Learning to stabilize high-dimensional unknown systems using lyapunov-guided exploration

Songyuan Zhang and Prof. Chuchu Fan (REALM) developed an approach for learning stabilizing controllers for high-dimensional unknown systems. They used experiments, including a high-fidelity F-16 fighter jet simulation model with a ground collision avoidance system, to demonstrate the scalability of their algorithm and prove that their algorithm can be extended to learn controllers guided by alternative certificate functions for unknown systems.
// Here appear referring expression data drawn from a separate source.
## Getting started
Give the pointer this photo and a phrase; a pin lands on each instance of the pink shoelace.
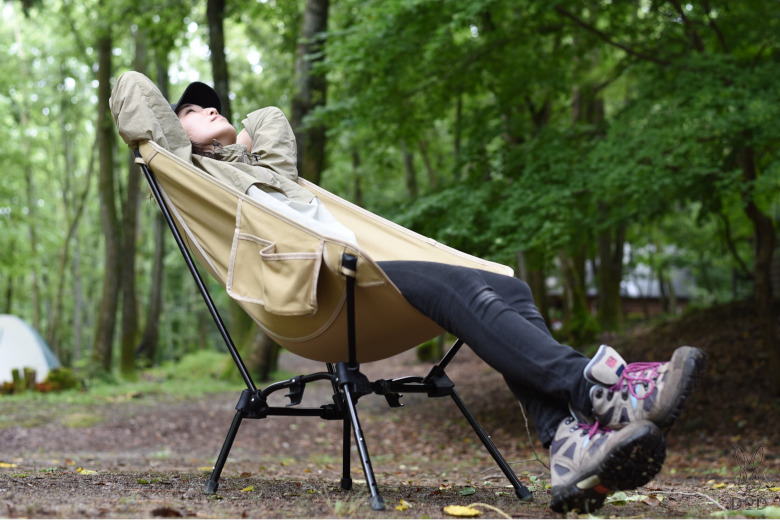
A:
(637, 374)
(593, 429)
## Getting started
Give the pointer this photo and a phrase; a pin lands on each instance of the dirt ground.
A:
(145, 456)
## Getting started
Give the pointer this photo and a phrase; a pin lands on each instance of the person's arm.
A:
(245, 139)
(271, 141)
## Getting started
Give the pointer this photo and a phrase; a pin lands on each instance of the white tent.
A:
(21, 346)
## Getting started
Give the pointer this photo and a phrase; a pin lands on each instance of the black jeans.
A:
(496, 316)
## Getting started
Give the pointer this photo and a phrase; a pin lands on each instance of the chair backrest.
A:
(284, 275)
(287, 277)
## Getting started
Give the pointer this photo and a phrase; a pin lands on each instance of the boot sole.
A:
(629, 465)
(693, 369)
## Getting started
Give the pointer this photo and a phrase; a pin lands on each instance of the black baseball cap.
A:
(200, 94)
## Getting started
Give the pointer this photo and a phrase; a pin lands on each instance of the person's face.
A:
(203, 125)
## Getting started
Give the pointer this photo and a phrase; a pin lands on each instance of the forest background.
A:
(574, 140)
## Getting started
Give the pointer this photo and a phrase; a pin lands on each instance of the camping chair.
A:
(316, 296)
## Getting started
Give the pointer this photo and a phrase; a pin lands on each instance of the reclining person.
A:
(603, 420)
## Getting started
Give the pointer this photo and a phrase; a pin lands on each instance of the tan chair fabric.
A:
(285, 276)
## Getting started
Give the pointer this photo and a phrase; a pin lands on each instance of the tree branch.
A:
(563, 12)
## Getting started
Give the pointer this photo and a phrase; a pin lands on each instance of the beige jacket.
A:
(141, 113)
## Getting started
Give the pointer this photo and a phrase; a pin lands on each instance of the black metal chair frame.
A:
(348, 383)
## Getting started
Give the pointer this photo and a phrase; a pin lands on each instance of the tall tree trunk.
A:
(215, 14)
(242, 328)
(358, 189)
(310, 90)
(412, 189)
(130, 332)
(106, 321)
(150, 341)
(30, 191)
(762, 270)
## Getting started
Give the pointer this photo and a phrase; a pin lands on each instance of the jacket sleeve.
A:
(273, 141)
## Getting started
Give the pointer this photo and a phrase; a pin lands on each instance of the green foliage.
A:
(60, 379)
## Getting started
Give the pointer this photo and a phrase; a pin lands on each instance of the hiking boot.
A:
(588, 461)
(650, 391)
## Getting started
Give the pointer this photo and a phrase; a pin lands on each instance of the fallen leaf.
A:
(620, 498)
(403, 505)
(462, 511)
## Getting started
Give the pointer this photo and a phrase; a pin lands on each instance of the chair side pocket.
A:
(284, 284)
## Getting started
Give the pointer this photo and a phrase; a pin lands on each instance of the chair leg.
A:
(346, 477)
(213, 483)
(522, 492)
(377, 502)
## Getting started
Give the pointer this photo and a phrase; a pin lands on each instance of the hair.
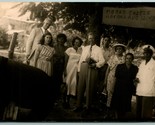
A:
(130, 55)
(120, 46)
(42, 41)
(62, 35)
(77, 38)
(51, 17)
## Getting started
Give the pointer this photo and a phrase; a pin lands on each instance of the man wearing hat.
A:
(146, 85)
(36, 35)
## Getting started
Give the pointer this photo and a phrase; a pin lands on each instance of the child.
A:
(43, 58)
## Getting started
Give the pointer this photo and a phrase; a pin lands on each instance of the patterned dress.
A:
(113, 62)
(72, 67)
(42, 62)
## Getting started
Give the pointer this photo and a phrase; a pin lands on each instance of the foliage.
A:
(75, 15)
(4, 43)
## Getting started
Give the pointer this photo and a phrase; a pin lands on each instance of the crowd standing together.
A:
(86, 70)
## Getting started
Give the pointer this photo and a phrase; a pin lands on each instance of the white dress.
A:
(72, 68)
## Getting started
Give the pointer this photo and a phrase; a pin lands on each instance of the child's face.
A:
(77, 43)
(48, 39)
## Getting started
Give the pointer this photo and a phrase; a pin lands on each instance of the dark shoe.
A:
(86, 112)
(66, 105)
(78, 109)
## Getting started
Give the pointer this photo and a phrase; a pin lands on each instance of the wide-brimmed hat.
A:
(119, 44)
(148, 48)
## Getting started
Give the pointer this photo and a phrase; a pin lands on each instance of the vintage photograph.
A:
(77, 61)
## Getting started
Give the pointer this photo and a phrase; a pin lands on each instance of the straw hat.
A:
(119, 44)
(146, 47)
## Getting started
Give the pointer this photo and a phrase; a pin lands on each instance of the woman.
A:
(124, 87)
(117, 58)
(72, 58)
(43, 58)
(59, 61)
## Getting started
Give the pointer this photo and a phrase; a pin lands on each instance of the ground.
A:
(59, 114)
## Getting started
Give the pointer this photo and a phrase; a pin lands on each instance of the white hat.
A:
(119, 44)
(148, 46)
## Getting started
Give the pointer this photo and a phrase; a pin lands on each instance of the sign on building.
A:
(139, 17)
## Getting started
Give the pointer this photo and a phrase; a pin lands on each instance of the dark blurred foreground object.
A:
(24, 86)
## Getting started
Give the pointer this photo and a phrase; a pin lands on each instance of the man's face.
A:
(47, 24)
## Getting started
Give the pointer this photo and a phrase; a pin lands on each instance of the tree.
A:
(75, 15)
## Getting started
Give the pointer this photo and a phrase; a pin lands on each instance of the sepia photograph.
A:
(77, 62)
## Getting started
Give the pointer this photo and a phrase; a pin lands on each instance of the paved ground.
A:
(59, 114)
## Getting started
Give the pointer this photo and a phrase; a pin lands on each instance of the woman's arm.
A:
(36, 55)
(106, 76)
(65, 66)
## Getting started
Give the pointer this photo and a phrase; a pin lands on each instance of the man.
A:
(91, 59)
(36, 35)
(146, 85)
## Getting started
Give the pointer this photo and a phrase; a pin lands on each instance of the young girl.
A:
(43, 58)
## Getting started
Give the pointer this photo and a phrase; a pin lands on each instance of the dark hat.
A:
(121, 45)
(148, 49)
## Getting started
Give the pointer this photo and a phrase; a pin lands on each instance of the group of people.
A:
(78, 67)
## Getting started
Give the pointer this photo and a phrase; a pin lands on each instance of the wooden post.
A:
(12, 45)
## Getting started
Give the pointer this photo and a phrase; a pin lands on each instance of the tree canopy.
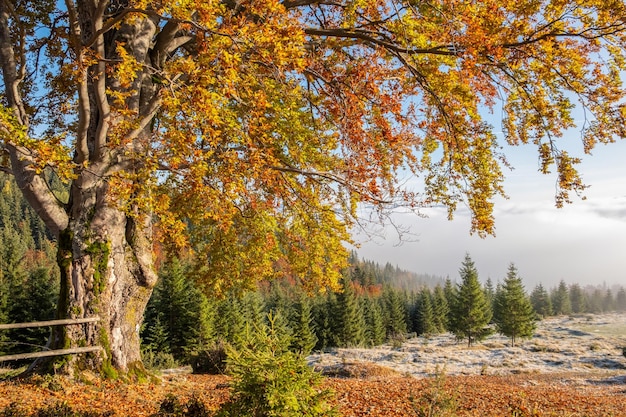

Authors: Songyuan Zhang, Chuchu Fan
Citation: Proceedings of Machine Learning Research vol vvv:1–32, 2024

Abstract:
Designing stabilizing controllers is a fundamental challenge in autonomous systems, particularly for high-dimensional, nonlinear systems that cannot be accurately modeled using differential equations. Lyapunov theory offers a robust solution for stabilizing control systems. Still, current methods relying on Lyapunov functions require access to complete dynamics or samples of system executions throughout the entire state space. Consequently, they are impractical for high-dimensional systems. In this paper, we introduce a novel framework, LYGE, for learning stabilizing controllers specifically tailored to high-dimensional, unknown systems. LYGE employs Lyapunov theory to iteratively guide the search for samples during exploration while simultaneously learning the local system dynamics, control policy, and Lyapunov functions. We demonstrate its scalability on highly complex systems, including a high-fidelity F-16 jet model from the Air Force featuring a 16D state space and a 4D input space. Experimental results indicate that, compared to prior works in reinforcement learning, imitation learning, and neural certificates, LYGE reduces the distance to the goal by 50% while requiring only 5% to 32% of the samples. Furthermore, we demonstrate that our algorithm can be extended to learn controllers guided by alternative certificate functions for unknown systems.